The debt crisis for the world’s poorest nations is of course especially acute with devastating consequences. However, the banks and governments of the North cannot act to simply write off the debt. The pattern of attempting to ‘contain’ the debt, as has been evident for the past fifteen years, looks set to continue. Debt negotiations such as those under the Brady Plan in 1990 have, as we have seen, been shaped by the desire of Northern banks to keep repayments to a maximum and only write off debt as an absolutely final resort. These banks, after all, are primarily accountable to their shareholders and so must ensure as high a rate of profit as possible. Asking banks, or any other company under capitalism, to do anything else is completely unrealistic. (Why Profit Gets Priority) Asking governments to force banks to give up on the billions owed to them by the South is also a predominantly lost cause. All that could be hoped for is that some small adjustments to the debt at the margin (as has happened in the past.)

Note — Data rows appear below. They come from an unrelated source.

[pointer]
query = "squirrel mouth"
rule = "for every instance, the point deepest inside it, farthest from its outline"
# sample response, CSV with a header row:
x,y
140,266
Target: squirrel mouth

1. The Global Struggle For More—Bernard Nossiter (New York: Harper & Row 1987.)
2. Banks, Borrowers and the Establishment, Karen Lissakers (New York, Basic Books 1991.)
3. Dark Victory—The United States and Global Poverty—Walden Bello (Pluto Press 1999.)
4. The Ecologist, September 2000.
5. The Globalisation of Poverty—Michel Chossudovsky (Third World Network, 1997.)
6. From Third World to World Class – the future of Emerging Markets in the Global Economy, P. Marbier, (Penens Books, U.S.A. 1998.)
7. Don’t mention the R-word, The Economist, March 2001.
This was reflected in the way O.P.E.C. used the vast revenues that it accrued during the 1970s.
The I.M.F. estimated that of O.P.E.C.’s total $475 billion investable surplus through 1981, $400 billion or 85 percent was placed in the industrial countries. Only $60 billion or 15 percent flowed to developing countries, including contributions to the World Bank and I.M.F.(2; Amuzegar, Oil Exporters Economic Development in an Interdependent World, p62, table 27, I.M.F. Occasional Paper 18, Washington D.C., April 1983.)
Lissakers points out that about 50% of O.P.E.C. bilateral aid went to three countries: Israel, Syria and Jordan. There is, of course, nothing unusual about the resistance that O.P.E.C. members states showed to the notion that they should use their economic strength to bargain on behalf of the South as a whole. The whole story of global negotiations on economic issues such as trade and development, as well as debt, has been shaped by nation states seeking to further their own economic interests. They will not seek to further the interests of others unless this can be seen to further their own interests in some way. This is the course that capitalist nation states are compelled to take. Given the lack of unity among the South, the G77 proved to not be as much of a threat to the North as was initially expected, although there was still plenty of incentive for their policy of ‘containment’ through institutions such as the World Bank.